Advisors embracing or considering environmental, social and governance focused investing should understand the different definitions used by asset managers, index providers, stock and bond issuers as well as their clients.
“ESG is not just about values but includes the underlying financial material risks within an industry,” said Mona Naqvi, senior director, ESG, at S&P Dow Jones Indices, a panelists at the Inside ETFs conference in Hollywood, Florida.
Jordan Farris, head of ESG product development at Nuveen, described four different capabilities for ESG:
• exclusionary screening of companies based on ethical values, regulations or norm-based violations
• best-in-class sectors and companies with superior ESG performance relative to their industry
• climate investment solutions, whereby asset allocation is aligned with the transition to a low-carbon economy
• ESG integration, which incorporates ESG data into the investment process to improve risk-adjusted returns
Farris scores companies from zero to 10 within each sector, comparing, for example, health care companies to one another rather than to companies in other industries such as energy.
Morningstar, in contrast, does the opposite in its recently revised ESG ratings, which account for material ESG risk differences between industries as well as between companies within a particular industry. In its new rating system, a tech company ranks higher on the ESG scale than an oil company because of its more limited impact on the environment and is also scored against other companies within the tech sector.
Index providers also differ on ESG scores. Nathalie Wallace, global head of ESG investment strategy at State Street Global Advisors, who was also on the panel, found that the ESG scoring system of two of the largest ESG index providers, MSCI and Sustainalytics, had a correlation of just over half (53.5%).
“We didn’t know which ones to choose so we looked at what is material for the financial future of companies,” said Wallace, adding that State Street now uses raw data from three rating companies and other data sources to choose the best-in-class ESG data providers.
Financial materiality is at the core of the ESG standards from the Sustainability Accounting Standards Board, which are the foundation of two recently introduced Bloomberg indexes: the Bloomberg SASB ESG equity index for U.S. large-cap stocks and the Bloomberg SASB ESG fixed income index for investment-grade bonds, both marketed by State Street Global Advisors.
“It’s taken time for people to believe in the ESG story,“ said Farris, adding that more companies also are providing ESG data. “Five years ago only about 25% [of the] S&P 500 did, now it’s about 80%.”
No IPOs Without Diverse Boards: Goldman
Goldman Sachs CEO David Solomon says his bank no longer will help take companies public in the United States and Europe if they do not have at least one “diverse” board member “with a focus on women.”
The new policy starts July 1, Solomon told CNBC on Jan. 23 from the World Economic Forum in Davos, Switzerland. For 2021, firms looking to do IPOs with Goldman must have at least two “diverse” board members, he added.

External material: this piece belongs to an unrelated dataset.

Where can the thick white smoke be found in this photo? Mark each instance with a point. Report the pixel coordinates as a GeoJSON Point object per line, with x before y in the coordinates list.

Over the past four years, the performance of U.S. IPOs for firms with a woman on their respective boards is “significantly better” than for firms without such diversity, the executive pointed out — adding that some 60 companies in the United States and Europe recently went public with all white, male boards.

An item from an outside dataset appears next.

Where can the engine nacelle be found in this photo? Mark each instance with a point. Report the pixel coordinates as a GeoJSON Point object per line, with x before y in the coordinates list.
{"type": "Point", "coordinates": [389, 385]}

Goldman Sachs’ 11-member board includes four women — Michelle Burns, Drew Faust, Ellen Kullman and Jan Tighe. Its nine-member executive committee has three women — Chief Accounting Officer Sheara Fredman, Global Treasurer Beth Hammack and General Counsel Karen Seymour.
Though the investment bank could “miss some business” with the new approach, its leaders believe diversity can help “drive premium returns for … shareholders over time,” Solomon said. “This is an example of our saying, ‘How can we do something that we think is right and helps moves the market forward?’” he said.